La University of California di Berkeley e di quella San Francisco stanno sperimentando un farmaco che potrebbe essere capace di rendere tutti più buoni ed equi. Si tratta di una ‘pillola della compassione’, in grado di aumentare il grado di empatia di chi l’assume attraverso il prolungamento dell’effetto della dopamina, un neurotrasmettitore naturalmente prodotto nel nostro cervello. La dopamina svolge numerose funzioni e ha un ruolo anche nel meccanismo del piacere e in quello della ricompensa.

Ad annunciare al mondo che le due università stanno sperimentando la pillola della compassione è stato un articolo sulla rivista Current Biology. La pillola è a base di tolcapone, sostanza che produce l’effetto di modificare l’equilibrio neurochimico nella corteccia prefrontale, l’area del cervello responsabile della personalità, della capacità decisionale e del comportamento sociale.

La pillola della compassione per il momento è stata testata su 35 soggetti – 18 donne e 17 uomini – suddivisi in due gruppi: al primo i ricercatori hanno somministrato il farmaco, al secondo solo un placebo. Poi è stato chiesto ai volontari di partecipare a un gioco che prevedeva la spartizione di una somma di denaro con un destinatario anonimo. Chi ha assunto la pillola della compassione ha ripartito le somme in maniera più equa rispetto a chi ha preso il placebo, dimostrando così maggior capacità di immedesimarsi nei sentimenti e nei bisogni di un’altra persona.

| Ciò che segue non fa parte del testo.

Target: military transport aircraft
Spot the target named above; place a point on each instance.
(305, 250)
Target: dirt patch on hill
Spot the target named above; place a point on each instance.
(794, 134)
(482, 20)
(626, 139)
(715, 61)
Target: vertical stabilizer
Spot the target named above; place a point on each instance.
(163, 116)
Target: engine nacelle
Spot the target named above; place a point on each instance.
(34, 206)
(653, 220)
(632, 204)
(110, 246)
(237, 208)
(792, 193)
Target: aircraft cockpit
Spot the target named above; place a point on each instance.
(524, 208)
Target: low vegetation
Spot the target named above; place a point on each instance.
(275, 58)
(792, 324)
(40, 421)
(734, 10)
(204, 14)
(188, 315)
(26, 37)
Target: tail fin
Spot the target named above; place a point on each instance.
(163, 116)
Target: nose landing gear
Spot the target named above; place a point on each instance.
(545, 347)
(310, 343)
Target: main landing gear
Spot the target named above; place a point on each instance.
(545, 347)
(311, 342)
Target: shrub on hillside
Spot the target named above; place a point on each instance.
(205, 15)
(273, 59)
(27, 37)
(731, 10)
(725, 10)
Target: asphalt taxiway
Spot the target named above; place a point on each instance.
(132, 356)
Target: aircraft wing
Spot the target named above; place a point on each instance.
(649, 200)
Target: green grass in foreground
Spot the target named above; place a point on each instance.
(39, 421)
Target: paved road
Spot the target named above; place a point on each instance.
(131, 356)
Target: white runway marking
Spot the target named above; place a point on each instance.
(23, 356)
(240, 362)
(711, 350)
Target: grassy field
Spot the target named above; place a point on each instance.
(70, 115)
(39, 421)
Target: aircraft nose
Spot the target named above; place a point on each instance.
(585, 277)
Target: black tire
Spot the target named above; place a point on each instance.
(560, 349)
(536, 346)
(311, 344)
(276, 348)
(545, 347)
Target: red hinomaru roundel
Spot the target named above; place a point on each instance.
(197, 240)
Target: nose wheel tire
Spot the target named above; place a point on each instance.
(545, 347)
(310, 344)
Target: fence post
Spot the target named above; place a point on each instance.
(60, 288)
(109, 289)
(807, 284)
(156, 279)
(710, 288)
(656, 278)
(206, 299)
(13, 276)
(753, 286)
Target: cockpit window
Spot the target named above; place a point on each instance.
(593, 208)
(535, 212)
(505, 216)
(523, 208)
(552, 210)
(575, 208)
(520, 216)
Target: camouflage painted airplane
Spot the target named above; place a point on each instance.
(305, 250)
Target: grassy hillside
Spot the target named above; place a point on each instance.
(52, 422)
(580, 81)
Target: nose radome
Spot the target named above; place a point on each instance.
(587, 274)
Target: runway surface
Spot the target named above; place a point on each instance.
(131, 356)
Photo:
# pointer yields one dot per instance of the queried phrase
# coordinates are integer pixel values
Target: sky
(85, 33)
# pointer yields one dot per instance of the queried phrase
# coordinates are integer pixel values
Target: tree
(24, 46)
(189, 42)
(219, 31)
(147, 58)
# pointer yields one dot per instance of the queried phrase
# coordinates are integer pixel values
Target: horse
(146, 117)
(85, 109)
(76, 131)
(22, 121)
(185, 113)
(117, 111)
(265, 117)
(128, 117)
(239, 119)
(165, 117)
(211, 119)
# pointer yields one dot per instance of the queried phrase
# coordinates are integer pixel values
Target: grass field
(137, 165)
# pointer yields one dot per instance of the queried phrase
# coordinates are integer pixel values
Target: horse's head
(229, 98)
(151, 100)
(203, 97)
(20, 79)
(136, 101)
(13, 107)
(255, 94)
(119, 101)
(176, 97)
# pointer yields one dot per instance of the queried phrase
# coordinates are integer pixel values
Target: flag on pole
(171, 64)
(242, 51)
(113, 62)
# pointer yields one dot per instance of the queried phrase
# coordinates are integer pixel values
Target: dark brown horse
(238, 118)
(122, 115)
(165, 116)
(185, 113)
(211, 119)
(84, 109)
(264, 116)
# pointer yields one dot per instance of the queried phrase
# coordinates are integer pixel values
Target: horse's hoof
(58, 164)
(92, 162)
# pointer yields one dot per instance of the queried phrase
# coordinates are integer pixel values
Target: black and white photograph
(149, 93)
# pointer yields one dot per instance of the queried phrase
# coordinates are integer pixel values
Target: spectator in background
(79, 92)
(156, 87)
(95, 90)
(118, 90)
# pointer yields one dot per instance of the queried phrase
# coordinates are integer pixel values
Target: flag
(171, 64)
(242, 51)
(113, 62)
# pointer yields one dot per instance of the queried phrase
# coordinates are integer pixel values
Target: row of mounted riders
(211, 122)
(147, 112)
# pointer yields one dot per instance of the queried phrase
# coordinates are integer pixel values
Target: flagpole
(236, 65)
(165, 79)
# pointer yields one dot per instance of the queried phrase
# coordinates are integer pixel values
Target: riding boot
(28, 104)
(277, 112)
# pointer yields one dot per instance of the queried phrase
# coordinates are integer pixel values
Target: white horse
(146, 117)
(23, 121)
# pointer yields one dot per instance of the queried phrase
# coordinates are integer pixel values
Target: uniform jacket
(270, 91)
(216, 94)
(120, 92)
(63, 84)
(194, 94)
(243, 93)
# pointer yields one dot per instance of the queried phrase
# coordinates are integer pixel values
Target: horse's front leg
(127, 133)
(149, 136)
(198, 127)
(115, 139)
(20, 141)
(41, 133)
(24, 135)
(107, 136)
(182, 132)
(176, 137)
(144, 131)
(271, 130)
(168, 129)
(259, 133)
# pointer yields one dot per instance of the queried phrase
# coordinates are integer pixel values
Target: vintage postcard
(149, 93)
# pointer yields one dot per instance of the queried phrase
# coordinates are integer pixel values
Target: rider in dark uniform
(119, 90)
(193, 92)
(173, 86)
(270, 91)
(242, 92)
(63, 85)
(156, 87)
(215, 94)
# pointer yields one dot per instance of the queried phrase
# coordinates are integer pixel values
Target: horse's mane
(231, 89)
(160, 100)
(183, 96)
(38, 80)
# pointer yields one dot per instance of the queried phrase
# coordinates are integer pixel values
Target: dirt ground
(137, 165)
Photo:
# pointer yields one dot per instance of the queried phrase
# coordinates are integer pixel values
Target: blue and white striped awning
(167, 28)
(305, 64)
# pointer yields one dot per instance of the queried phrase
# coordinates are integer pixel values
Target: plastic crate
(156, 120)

“Di solito pensiamo che l’equanimità sia una caratteristica stabile, che faccia parte della personalità“, ha commentato Ming Hsu, uno degli autori dello studio, ma – sebbene il lavoro svolto non rifiuti questo concetto – mostra anche “che questo tratto può essere influenzato sistematicamente mirando a specifiche vie neurochimiche nel cervello umano”.

La sperimentazione della pillola della compassione proseguirà su più larga scala, per verificarne meglio gli effetti benefici e quelli (eventuali) collaterali. La convinzione degli studiosi è che essa potrà aiutare a trattare diverse malattie mentali, tra cui la schizofrenia, e le dipendenze.